Há uma semana, o Aquarius retirou do mar 141 pessoas que estavam em dois botes precários perto da costa da Líbia. Tentou se dirigir ao porto seguro mais próximo, recebendo respostas negativas dos governos de Itália e Malta. A bordo, cinco crianças menores de 6 anos, mais de 70 menores desacompanhados e duas mulheres grávidas. Muitos tinham sinais de maus-tratos e torturas e relataram abusos sofridos em centros de detenção na Líbia. A maioria veio originalmente da Etiópia e da Eritreia, mas havia também pessoas de Bangladesh, Camarões, Gana, Marrocos, Togo, Nigéria, Egito e Costa do Marfim.

O ministro do Interior italiano, Matteo Salvini, que tem liderado os discursos de ataque às organizações de salvamento, disse em sua conta no Twitter que os resgatados poderiam ir para "qualquer lugar", mas "não à Itália". Após dias de indefinição, Malta permitiu na quarta-feira o desembarque dos resgatados, que serão depois levados para França, Alemanha, Espanha, Portugal e Luxemburgo. Após a decisão, Salvini voltou a usar o Twitter para, no dia em que a Itália chorava os mortos do desabamento de um viaduto em Gênova, celebrar a "boa notícia" de que o país não receberia nenhum imigrante.

Em contraste com a atitude do ministro italiano, a postura desses cinco países foi importante para evitar que se prolongasse o sofrimento dos que foram salvos da morte no mar.
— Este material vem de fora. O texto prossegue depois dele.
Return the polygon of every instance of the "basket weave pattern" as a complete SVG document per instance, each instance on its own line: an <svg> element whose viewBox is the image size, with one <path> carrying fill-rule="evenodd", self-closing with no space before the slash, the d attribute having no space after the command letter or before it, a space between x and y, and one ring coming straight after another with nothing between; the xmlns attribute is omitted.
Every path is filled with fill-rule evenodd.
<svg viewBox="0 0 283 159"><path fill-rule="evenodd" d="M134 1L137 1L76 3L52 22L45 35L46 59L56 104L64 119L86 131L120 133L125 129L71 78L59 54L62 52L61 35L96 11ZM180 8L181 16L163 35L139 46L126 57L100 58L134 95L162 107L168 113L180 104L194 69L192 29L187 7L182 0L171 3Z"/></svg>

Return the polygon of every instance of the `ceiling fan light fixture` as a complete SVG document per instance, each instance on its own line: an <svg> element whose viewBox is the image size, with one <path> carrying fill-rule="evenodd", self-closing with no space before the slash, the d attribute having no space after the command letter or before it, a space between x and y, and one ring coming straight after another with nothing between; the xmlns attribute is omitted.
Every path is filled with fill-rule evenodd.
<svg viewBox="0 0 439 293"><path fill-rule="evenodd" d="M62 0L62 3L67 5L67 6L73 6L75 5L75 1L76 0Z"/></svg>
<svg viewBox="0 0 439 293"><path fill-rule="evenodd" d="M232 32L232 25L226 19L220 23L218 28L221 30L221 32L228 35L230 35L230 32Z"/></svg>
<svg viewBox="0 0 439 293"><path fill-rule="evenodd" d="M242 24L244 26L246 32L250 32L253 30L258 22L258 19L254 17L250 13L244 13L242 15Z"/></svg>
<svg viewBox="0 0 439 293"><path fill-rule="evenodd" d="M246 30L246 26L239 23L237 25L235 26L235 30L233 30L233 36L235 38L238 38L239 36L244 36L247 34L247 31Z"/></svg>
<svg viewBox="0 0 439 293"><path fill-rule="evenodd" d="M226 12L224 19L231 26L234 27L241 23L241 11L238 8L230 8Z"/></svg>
Mas há sinais de que a estratégia de criar dificuldades para o desembarque de pessoas em locais onde estariam em segurança está fazendo com que embarcações simplesmente neguem ajuda a quem está em perigo. Pessoas resgatadas pelo Aquarius relataram ter sido ignoradas por outros navios que passaram por elas durante a tentativa de travessia.

O direito internacional marítimo determina que não se pode negar socorro a uma embarcação em perigo e que os resgatados têm de ser levados ao porto seguro mais próximo. Mas os entraves impostos aos resgates e a perspectiva de que aqueles que eventualmente prestem socorro podem ficar em um limbo de dias ou semanas sem poder atracar são parte de uma combinação desumana que resulta na ausência de assistência a quem corre risco no mar.

Muitos críticos têm questionado a atuação de MSF no Mediterrâneo e perguntam por que a organização não leva os resgatados de volta à Líbia ou a seus países de origem. A resposta é que a Líbia é reconhecida internacionalmente como um local inseguro. Desta forma, de acordo com o direito internacional marítimo, as pessoas não podem ser levadas para locais inseguros, o que inclui os países de onde saíram justamente por temer por sua segurança.

A ausência na Europa de uma política clara de acolhimento a solicitantes de refúgio está agravando tensões no continente. Por enquanto, em uma clara inversão de valores, essas tensões estão se voltando contra as organizações humanitárias: há até mesmo tentativas de retirar a autorização para que o Aquarius realize salvamentos. Se levada a cabo, a medida será o verdadeiro naufrágio dos valores europeus humanistas e de solidariedade.